Breslau's designs appeared in Women's Wear Daily and Vogue. Diana Vreeland, former editor-in-chief of Vogue, wrote Breslau a note that said "you are to leather what Cellini was to gold." In the late 1970s, his pillow-clutches were sold at the luxury department store Neiman Marcus, and his handbags were sold at Cul de Sac, a boutique for accessories in the luxury department store Bloomingdale's. In 1979, Breslau licensed two pattern designs to Vogue for his "Big Pouch" and "Little Pouch." His Vogue Patterns provided sewers with directions to make both handbags in three sizes.

=== Leatherwork and collaboration with Keith Haring ===
He also made leather bean bag chairs while continuing to handcraft pillows. In 1981, Breslau told The New York Times, "I feel that as far as the pillows are concerned, that I'm a sculptor and that my medium is leather." He liked to mix textures and worked with a variety of leathers such as "printed suedes and ostrich skin, cowhide, bronze and silver leathers, alligator as well as back leather, decorated with black patent-leather drops." He used a softer palette for his pillows.
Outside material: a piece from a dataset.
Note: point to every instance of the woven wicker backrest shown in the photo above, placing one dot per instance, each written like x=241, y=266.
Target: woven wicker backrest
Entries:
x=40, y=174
Breslau was a close friend of pop artist Keith Haring, who he met at the Paradise Garage in the early 1980s. Haring respected Breslau's craftsmanship and looked to him for guidance, calling him his "Jewish mother." Haring credited Breslau with inspiring him to work with leather hides for his exhibition at the Fun Gallery in 1983. Breslau managed Haring's Pop Shop in SoHo, which opened in 1986, and he supervised the merchandising. The leather "baby" pillow that Breslau made for Haring was the protype for the "inflatable baby" sold at the shop.

== Death ==
In early 1987, Breslau developed a lung problem, and within a week of checking himself into the hospital, he died at the age of 44 from AIDS-related complications on January 30, 1987. He is buried in a Jewish cemetery in Connecticut.

In an interview with journalist David Sheff for Rolling Stone in 1989, Haring, who also died from AIDS-related complications in 1990, recalled:When Andy passed away, I had just lost a friend of mine who was sort of like a guardian angel for me, Bobby Breslau. He was like my conscience, my Jiminy Cricket. He was working here until he got so sick that he couldn't even come to work. I think he knew that he was really sick, but it wasn't diagnosed as AIDS for a long time. By the time he went to the hospital, he died within a week.